Tuesday 3 July 2018

Sardines Cooked With Escargot Butter Popular With Shoppers


Chef Koji Yamada has been working with the local supermarket Tsuruya in Ueda, Nagano Prefecture, to create healthy recipes for home cooking, which are distributed at all 33 stores of the supermarket in the prefecture.

Yamada, chef of Weisshorn, a restaurant located in Maruko Central Hospital in Ueda, comes up with three or four low-sodium recipes a month that feature in-season ingredients.

When Tsuruya approached him with the project, Yamada readily agreed to help, hoping to “be of use to the health and happiness of the local people.” The distribution of the recipes called “Ikiiki reshipi” (full-of-life recipes) began in the spring of 2015.

To date, the cooking procedures of around 140 dishes have been introduced on a postcard-size sheet along with the nutrient content, Yamada’s advice on cooking and comments by the nutritionists.

About 20,000 cards are printed each month, and all are said to be picked up by customers.

This month’s lineup includes such dishes as “Tomato sauce with clams and webfoot octopus cooked in a rice cooker” and “Japanese plum-flavored ice candy.”

Yamada takes the nutrition and sense of the season into consideration to create dishes that make up balanced meals.

The number of ingredients, seasonings and cooking utensils that are available for use has jumped during the past several decades. Yamada utilizes them and tries to restructure “home cooking of our time” by creating the recipes.

This week’s “sardines cooked with escargot butter” was also offered as a monthly recipe and proved popular with the shoppers. Since the sardines become steamed and roasted by the water contained in the newly harvested onion and the tomato, they turn out tender even without the use of a steam oven. The recipe also works with mackerel and horse mackerel.

Escargot butter is not butter that contains edible snails, but a kind mixed with herb vegetables that is used when cooking the escargot. The strong flavor goes well with the sardine innards.

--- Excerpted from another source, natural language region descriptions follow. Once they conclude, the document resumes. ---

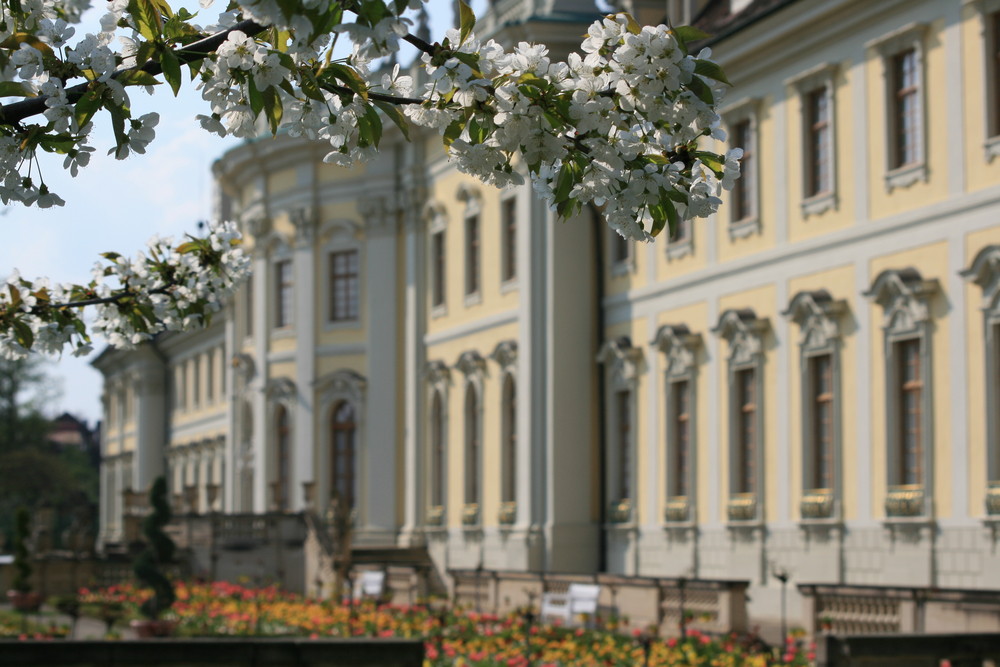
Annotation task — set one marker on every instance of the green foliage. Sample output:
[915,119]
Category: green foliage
[22,558]
[159,551]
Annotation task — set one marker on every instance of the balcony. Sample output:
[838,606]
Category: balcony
[677,510]
[435,516]
[470,514]
[620,511]
[742,507]
[905,501]
[817,504]
[508,513]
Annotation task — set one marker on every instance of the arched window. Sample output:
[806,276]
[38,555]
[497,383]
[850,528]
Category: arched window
[471,446]
[283,480]
[437,480]
[344,429]
[508,483]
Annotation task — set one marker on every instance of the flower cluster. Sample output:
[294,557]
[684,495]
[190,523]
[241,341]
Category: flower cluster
[451,636]
[169,288]
[619,125]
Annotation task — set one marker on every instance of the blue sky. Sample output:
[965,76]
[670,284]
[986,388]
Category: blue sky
[118,205]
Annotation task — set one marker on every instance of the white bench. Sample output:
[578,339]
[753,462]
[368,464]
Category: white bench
[579,599]
[369,583]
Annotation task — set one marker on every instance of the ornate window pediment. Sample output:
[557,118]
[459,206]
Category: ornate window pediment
[904,297]
[505,354]
[680,348]
[985,272]
[622,360]
[817,314]
[744,332]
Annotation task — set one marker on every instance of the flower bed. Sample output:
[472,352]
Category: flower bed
[451,637]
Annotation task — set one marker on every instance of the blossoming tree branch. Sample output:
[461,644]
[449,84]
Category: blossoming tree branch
[623,125]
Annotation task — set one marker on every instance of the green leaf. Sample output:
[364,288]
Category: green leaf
[350,78]
[466,21]
[15,41]
[14,89]
[23,333]
[137,77]
[396,116]
[710,70]
[87,106]
[171,69]
[147,18]
[272,108]
[701,89]
[686,34]
[453,131]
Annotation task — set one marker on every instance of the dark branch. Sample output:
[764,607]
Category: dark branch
[18,111]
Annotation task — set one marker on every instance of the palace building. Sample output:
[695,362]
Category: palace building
[804,387]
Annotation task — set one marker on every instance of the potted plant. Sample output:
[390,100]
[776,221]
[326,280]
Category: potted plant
[21,596]
[158,552]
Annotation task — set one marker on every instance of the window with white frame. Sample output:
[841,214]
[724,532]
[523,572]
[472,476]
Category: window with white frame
[283,292]
[903,63]
[344,285]
[906,299]
[508,244]
[680,348]
[744,332]
[985,273]
[438,379]
[622,362]
[816,93]
[817,315]
[473,368]
[744,209]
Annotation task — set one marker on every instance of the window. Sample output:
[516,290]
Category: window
[906,124]
[509,245]
[621,364]
[248,306]
[680,350]
[744,206]
[283,291]
[743,197]
[745,332]
[909,413]
[283,477]
[508,486]
[818,177]
[437,269]
[902,53]
[472,452]
[746,438]
[472,255]
[681,438]
[344,286]
[344,451]
[821,405]
[437,477]
[906,297]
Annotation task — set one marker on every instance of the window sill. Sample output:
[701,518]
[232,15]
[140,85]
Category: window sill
[622,268]
[819,203]
[341,325]
[741,229]
[678,249]
[992,147]
[905,176]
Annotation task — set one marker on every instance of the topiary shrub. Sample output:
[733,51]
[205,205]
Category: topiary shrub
[22,559]
[158,552]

“Have some baguette ready since it tastes delicious when soaked in the juice in the gratin dish,” says Yamada.

If you have an aversion to fish innards, remove them before cooking.

INGREDIENTS

(Serves two)

Ingredient A (100 grams salt-free butter, 10 grams anchovy paste or anchovy, 1 clove garlic, 40 grams onion, 10 grams parsley)

※This is an easy-to-make amount. (About half is used in this recipe.)

2 large sardines

1 ripe tomato

1 new onion (shin-tamanegi)

1 eggplant

40 grams mushroom

1 Tbsp breadcrumbs

METHOD

Make escargot butter by grating garlic, chopping onion and parsley. Warm butter to room temperature until soft. Mix Ingredient A well.

Remove gills and scales from sardines and rinse thoroughly. Pat dry. Sprinkle with 1/4 tsp salt.

Cut tomato and eggplant in 1-cm round slices. Slice new onion in rounds that are 7-mm thick. Cut mushrooms in half.

In a gratin dish that fits the sardines, lay vegetables and sprinkle with a bit of salt. Top with sardines and coat with half of escargot butter. Sprinkle breadcrumbs and cook in oven preheated to 200 degrees for about 20 minutes until done.

※Remaining escargot butter may be kept in the fridge or freezer and be used in many ways, such as applying on bread to be toasted or placing on mushrooms and shellfish and cooked in the oven.